The fourth lesson is that mass and mainstream is what gives permission for edgy and sharp. Before this role I spent six years working in the prime minister’s office as an adviser. In that role I was on the receiving end of precisely the sort of campaigns I used to orchestrate in my previous life at Oxfam, and now lead. The lesson I have drawn is that organisations that are mindlessly critical have limited influence, just like those organisations that dole out praise to power when it is not deserved. The real power comes from being scrupulously fair, so that your verdict on a policy really means something. But what differentiates a campaigning organisation from a columnist, think tank or academic is that when we offer a verdict, we can mobilise thousands of people behind it, and it is based on our experience on the ground, often in the toughest places.

Our drive to ‘Restart the Rescue’, for example, persuaded all the major UK parties to pledge support for restarting refugee search and rescue operations in the Mediterranean this spring. We got those commitments during a general election campaign in which immigration was a hugely controversial topic and where plenty of people advised us that this campaign would not go down well with ‘Middle Britain’. In fact our supporters responded in huge numbers and also responded to the child refugee fundraising appeal we launched. One of the reasons that people who would never describe themselves as ‘activists’ will come on a journey with us to more controversial areas is because we have worked so hard to be a mainstream cause. We are always more interested in reaching families on their sofa or at school than having the approval of a radical fringe. The final and, in many ways, the most important lesson is that who you are should determine what you do, not the other way around. When I first arrived, I was worried that the charity had become an international development organisation, not a children’s rights organisation. We had drifted a bit from our core mission: saving children’s lives and helping children fulfil their potential. Being clear on our core mission and then building from that has allowed us to take more risks and be more ambitious. We returned to one clear question: ‘who are we?’. The answer is simple: we are Save the Children, so we have to do whatever it takes to save children.
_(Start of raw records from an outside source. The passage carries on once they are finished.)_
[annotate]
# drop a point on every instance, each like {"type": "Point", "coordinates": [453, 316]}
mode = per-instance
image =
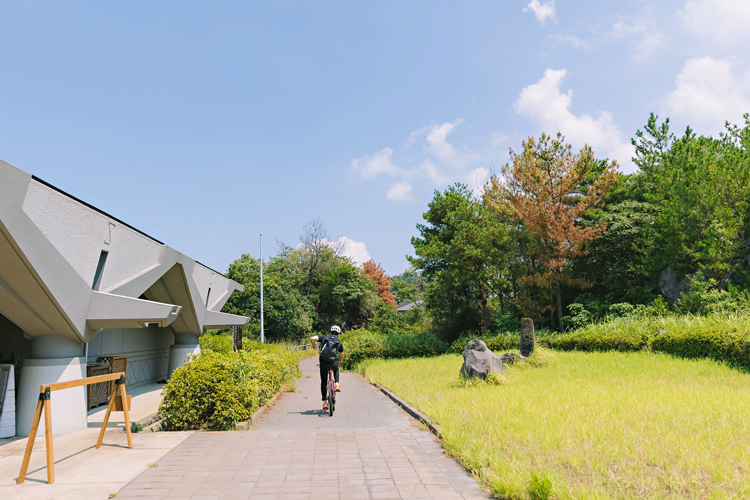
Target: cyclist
{"type": "Point", "coordinates": [331, 354]}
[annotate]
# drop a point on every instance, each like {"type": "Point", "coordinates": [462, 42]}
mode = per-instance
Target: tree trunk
{"type": "Point", "coordinates": [485, 310]}
{"type": "Point", "coordinates": [559, 306]}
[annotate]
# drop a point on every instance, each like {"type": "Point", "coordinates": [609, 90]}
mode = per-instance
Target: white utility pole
{"type": "Point", "coordinates": [262, 336]}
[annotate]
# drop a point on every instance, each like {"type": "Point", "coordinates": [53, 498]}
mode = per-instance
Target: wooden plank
{"type": "Point", "coordinates": [126, 414]}
{"type": "Point", "coordinates": [30, 443]}
{"type": "Point", "coordinates": [83, 381]}
{"type": "Point", "coordinates": [110, 407]}
{"type": "Point", "coordinates": [48, 438]}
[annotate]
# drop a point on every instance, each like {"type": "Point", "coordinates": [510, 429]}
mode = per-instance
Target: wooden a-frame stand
{"type": "Point", "coordinates": [45, 403]}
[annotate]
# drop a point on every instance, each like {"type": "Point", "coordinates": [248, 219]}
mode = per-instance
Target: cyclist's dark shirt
{"type": "Point", "coordinates": [323, 338]}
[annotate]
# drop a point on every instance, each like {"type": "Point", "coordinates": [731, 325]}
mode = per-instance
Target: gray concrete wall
{"type": "Point", "coordinates": [13, 341]}
{"type": "Point", "coordinates": [147, 350]}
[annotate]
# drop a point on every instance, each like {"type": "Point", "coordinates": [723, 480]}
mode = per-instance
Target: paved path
{"type": "Point", "coordinates": [369, 449]}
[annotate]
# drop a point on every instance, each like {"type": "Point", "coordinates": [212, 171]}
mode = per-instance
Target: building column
{"type": "Point", "coordinates": [184, 345]}
{"type": "Point", "coordinates": [53, 359]}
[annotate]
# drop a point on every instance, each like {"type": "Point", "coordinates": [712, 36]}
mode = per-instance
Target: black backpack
{"type": "Point", "coordinates": [329, 353]}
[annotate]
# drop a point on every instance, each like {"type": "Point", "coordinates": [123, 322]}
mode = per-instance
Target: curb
{"type": "Point", "coordinates": [434, 428]}
{"type": "Point", "coordinates": [250, 423]}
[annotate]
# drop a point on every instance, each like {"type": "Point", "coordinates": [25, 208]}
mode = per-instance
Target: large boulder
{"type": "Point", "coordinates": [479, 361]}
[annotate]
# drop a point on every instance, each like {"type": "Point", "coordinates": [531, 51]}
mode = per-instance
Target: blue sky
{"type": "Point", "coordinates": [207, 124]}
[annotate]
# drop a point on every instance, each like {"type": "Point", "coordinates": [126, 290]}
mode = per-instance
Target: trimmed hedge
{"type": "Point", "coordinates": [731, 347]}
{"type": "Point", "coordinates": [723, 338]}
{"type": "Point", "coordinates": [363, 344]}
{"type": "Point", "coordinates": [218, 389]}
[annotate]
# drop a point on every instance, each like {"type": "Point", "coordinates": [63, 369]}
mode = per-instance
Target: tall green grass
{"type": "Point", "coordinates": [722, 337]}
{"type": "Point", "coordinates": [590, 425]}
That sort of simplicity has emboldened us to take risks. For example, we have pioneered what we call ‘signature programmes’ — very ambitious programmes to end child deaths, protect children in tough places and ensure they can learn — focusing on the most marginalised and deprived children. These are initiatives that have a big impact on the ground but also capture what works and, through evidence, try and lever wider transformational change. They have a high chance of impact but also, because they are so incredibly ambitious, an in-built risk of failure.

When your overriding objective is saving and changing children’s lives it can be tempting to be cautious and keep doing the same things the same way. I understand that instinct, but it is completely wrong. It is precisely because what we do involves children and because lives are at stake that we have to be prepared to take bold decisions that might not work. We have done that by merging with another charity — Merlin — to create a world class front-line health team (the ‘Emergency Health Unit’) and by being willing to take on unprecedented challenges, like running an ebola treatment centre in Sierra Leone, which stretched us beyond our comfort zone. We have been lucky that both initiatives worked, but I would be lying if I said there was any certainty that they would.

Applying these lessons has taken us closer to the kind of innovative, porous, networked organisation these times demand, but we still have a long way to go before we have fulfilled our potential. As I pass on this extraordinary organisation to the next lucky person to walk in Eglantyne Jebb’s lengthy shadow, I would urge them — and others — to be inspired but not constrained by that inheritance and to be as radical in creating something fit for our century as she was in building something transformative for hers.